Quando entro nel piccolo e disordinato box del circuito Dijon-Prenois, a auto spogliato, realizzato in carbonio e acciaio, schiarisce la voce del suo piccolo V6 con testate blu. La sottile pelle in fibra di vetro, in un unico pezzo, del Renault RE40 poggia nelle immediate vicinanze su due cavalletti.
Oltre ai colori di guerra gialli, bianchi e neri, un dettaglio cattura la mia attenzione: un discreto “ Prost » affiancato da una bandiera tricolore. I gas di scarico mi prendono la gola, mi pizzicano gli occhi, le dita affondate nelle orecchie non bastano ad alleviare il dolore ai timpani e, tuttavia, la mia mente è ipnotizzata da questa decalcomania di cinque lettere.

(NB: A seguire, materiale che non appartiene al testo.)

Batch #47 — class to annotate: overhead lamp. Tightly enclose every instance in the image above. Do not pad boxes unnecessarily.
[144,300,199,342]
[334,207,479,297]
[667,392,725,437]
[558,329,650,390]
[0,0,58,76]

La scena probabilmente non sarebbe così radicata nella retina dei miei occhi se non indossassi un completo e non mi aspettassi di pilotare la stessa macchina per i prossimi cinque minuti. Ci sono esperienze che ti scuotono, ti sconvolgono e segnano la tua vita con un ferro rovente. Prendi il comando di a Harley Knucklehead 1, per la prima volta, non esce intatto. Oltre all’interrogativo esistenziale che consiste nel chiedersi come ho potuto trovarmi in una situazione del genere, dubito delle mie capacità di domare una macchina del genere.